Gut zu gefallen vermochte zuerst einmal die Musik. Auffällig war ein reger Wechsel zwischen gesungenen und gesprochenen Stellen. Darüber hinaus wartet Schwab oftmals mit melodramatischen Elementen auf. Ein großer Teil seiner Partitur gemahnt an Volksmusik. Auch Musical-Klänge werden vom Komponisten ins Feld geführt. Eine zentrale Inspirationsquelle für Schwab bildete offenbar Leonard Bernstein. Zudem weist das Stück eine ausgefeilte Rhythmik auf, die man zuvorderst mit der Figur des Hotzenplotz in Verbindung bringen kann. Die soeben angesprochenen Punkte betreffen vor allem den ersten Akt. Im zweiten Akt wird sodann der Einfluss der italienischen Oper spürbar. Da präsentiert Schwab mit einem Mal ausgesprochen lyrische, sanfte und getragene Passagen. Manchmal nimmt die Musik auch regelrecht dramatische Züge an, womit der Komponist gekonnt Wagner und Verdi huldigt. Hier haben wir es mit einem ansprechenden Potpourri unterschiedlichster Musikstile zu tun. Und zu den traditionellen Orchesterstimmen gesellen sich noch so extravagante Instrumente wie Akkordeon, Cimbalom, Harmonium und viel Schlagwerk. Das Ergebnis ist ein vielschichtiger und abwechslungsreicher Klangteppich, den der am diesem Vormittag sehr beherzt und nuancenreich dirigierende Komponist Sebastian Schwab am Pult des tadellos aufspielenden Staatsorchesters Stuttgart wunderbar auslotete. Ein Komponist dirigiert seine eigene Oper: Das hat man selten!
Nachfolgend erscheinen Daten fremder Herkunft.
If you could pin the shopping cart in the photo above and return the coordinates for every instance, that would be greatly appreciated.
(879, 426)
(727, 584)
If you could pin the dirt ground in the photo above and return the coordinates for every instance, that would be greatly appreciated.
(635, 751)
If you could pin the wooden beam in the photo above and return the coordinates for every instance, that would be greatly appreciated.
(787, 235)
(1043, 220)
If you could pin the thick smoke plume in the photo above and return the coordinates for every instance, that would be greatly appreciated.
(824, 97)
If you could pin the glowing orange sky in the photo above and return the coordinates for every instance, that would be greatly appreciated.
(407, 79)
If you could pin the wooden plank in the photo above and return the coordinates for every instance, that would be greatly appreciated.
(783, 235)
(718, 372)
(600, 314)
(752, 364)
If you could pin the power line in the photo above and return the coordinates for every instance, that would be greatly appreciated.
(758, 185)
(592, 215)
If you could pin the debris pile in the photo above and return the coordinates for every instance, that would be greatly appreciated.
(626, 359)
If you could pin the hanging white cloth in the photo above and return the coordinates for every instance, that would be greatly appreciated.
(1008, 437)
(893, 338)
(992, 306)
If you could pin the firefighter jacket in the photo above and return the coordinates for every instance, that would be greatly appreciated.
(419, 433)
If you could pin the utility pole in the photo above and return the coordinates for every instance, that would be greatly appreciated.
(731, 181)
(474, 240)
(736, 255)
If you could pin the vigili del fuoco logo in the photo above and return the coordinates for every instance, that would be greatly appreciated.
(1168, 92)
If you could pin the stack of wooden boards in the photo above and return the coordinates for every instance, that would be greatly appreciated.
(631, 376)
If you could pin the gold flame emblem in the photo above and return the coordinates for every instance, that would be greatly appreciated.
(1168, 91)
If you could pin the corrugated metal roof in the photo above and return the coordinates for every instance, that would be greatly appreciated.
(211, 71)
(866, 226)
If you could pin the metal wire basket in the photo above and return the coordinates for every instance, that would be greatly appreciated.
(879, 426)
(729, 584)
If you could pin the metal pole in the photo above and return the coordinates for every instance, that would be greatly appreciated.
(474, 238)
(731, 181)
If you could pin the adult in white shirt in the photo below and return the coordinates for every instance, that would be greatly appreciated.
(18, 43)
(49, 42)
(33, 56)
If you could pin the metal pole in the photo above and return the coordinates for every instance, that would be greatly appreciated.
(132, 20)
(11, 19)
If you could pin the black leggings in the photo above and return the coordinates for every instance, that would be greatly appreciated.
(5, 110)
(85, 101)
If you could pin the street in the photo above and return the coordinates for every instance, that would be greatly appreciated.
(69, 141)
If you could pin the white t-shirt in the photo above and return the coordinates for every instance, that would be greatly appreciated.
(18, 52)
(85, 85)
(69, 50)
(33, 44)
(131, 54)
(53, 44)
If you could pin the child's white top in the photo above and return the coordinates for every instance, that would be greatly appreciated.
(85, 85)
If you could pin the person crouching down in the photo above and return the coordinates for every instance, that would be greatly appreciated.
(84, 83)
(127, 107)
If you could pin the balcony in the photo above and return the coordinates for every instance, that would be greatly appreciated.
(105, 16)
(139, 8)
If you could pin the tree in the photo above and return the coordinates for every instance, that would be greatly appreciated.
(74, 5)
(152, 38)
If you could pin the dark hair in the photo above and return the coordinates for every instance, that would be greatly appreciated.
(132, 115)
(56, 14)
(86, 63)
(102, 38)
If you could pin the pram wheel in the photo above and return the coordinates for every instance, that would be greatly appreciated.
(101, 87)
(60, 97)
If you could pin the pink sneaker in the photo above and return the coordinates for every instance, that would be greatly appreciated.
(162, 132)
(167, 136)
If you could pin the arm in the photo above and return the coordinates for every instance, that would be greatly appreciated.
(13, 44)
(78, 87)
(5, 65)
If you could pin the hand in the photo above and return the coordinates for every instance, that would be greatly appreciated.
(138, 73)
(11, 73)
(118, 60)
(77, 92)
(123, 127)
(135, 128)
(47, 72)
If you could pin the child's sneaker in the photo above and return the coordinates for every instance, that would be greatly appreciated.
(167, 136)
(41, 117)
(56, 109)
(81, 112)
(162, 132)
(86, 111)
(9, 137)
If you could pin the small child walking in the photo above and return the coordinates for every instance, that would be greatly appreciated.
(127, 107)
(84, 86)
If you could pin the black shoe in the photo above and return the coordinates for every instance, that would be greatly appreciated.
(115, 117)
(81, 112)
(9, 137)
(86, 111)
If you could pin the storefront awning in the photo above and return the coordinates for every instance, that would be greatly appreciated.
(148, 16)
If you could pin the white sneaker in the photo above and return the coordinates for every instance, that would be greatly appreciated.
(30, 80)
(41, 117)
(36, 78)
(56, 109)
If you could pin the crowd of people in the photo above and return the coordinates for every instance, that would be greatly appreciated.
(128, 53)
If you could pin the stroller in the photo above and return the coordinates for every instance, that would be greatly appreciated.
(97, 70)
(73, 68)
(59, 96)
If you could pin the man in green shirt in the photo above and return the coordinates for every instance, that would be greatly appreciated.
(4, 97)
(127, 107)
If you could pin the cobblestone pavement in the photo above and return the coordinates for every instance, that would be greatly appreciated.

Elena Tzavara hat neben ihrer Arbeit am Textbuch obendrein noch die Regie übernommen. Zusammen mit Elisabeth Vogetseder (Bühnenbild und Kostüme) nahm sie sich der Geschichte mit viel Liebe an und brachte sie beherzt und mit großem Einfühlungsvermögen auf die Bühne. Dabei setzt sie nicht so sehr auf die psychologische Entwicklung von Charakteren, sondern verstärkt auf eine holzschnittartige Figurenzeichnung. Sämtliche Personen und Konflikte sind dem Kasperletheater entnommen, so auch der Spruch Seid ihr schon alle da? Häufig findet eine Kontaktaufnahme mit dem Auditorium, also den Kindern, statt. Auf diese Weise hebt Frau Tzavara geschickt die sogenannte vierte Wand auf. Eine Trennung zwischen Bühne und Zuschauerraum findet nicht mehr statt. Hier haben wir es mit einem altbewährten Theatermittel zu tun – das gilt auch für die Einbeziehung des Parketts, in dem Kasperl und Seppel zu Beginn sitzen und durch das sich ersterer im zweiten Akt den Weg zur Hohen Heide sucht, in das Spiel. Und am Ende des ersten Aktes ist der Zauberer Zwackelmann im Parkett präsent. Gelassen versucht er, wieder in den Bühnenbereich zu kommen. Bei derartigen gekonnten Einfällen seitens der Regie lässt Bertolt Brecht grüßen.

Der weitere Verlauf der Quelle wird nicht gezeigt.